Pessoa as the predictive avatar of the concocted courier
the British salted in the sea off Spain to mislead the Nazis.
This emaciated, old-before-his-time poet, already sick
with the sickness that would in less than a year put him

in his grave, is the one who (to me) wrote all the poems,
all the stories, the criticism, and (my God!) all the letters.
The man in his last year—gaunt, hollow-cheeked, wearing
the tam that had by then become a bit too-big-for-him—is

to me the one who dated his manuscripts and drafts (but of
course there were no drafts). Here was the essential man,
parboiled and, more, still simmering. See him in the photo
with Gaspar Simões, generals talking war and rumors of war.

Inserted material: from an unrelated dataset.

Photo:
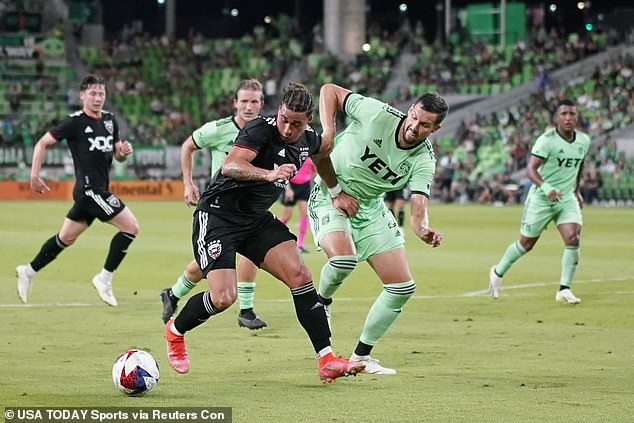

Windham, CT August 19, 2010

 

Para mim ele jamais será a figura robusta
que demonstra nas fotografias, pois na única
ocasião em que estive com ele por dois ou três dias,
era magro e seco, ossudo e torcido, falando de

Pessoa como o profético avatar do mensageiro inventado com que
os ingleses salgaram o mar da Espanha para enganar os nazistas.
Este poeta emaciado, velho-antes-da-hora, já doente
com aquilo que o levaria em menos de um ano

ao túmulo, é aquele que (para mim) escreveu todos os poemas,
todos os contos, a crítica, e (meu Deus!) todas as cartas.
O homem em seu último ano – esquálido, de rosto encovado,
vestindo a boina já então um tanto grande demais para ele – é

para mim aquele que datou seus manuscritos e rascunhos (mas,
é claro, não havia rascunhos). Aí estava o homem essencial,
escaldado e, mais, ainda fervendo. Vê-lo numa foto
com Gaspar Simões, generais discutindo a guerra, os rumores da guerra.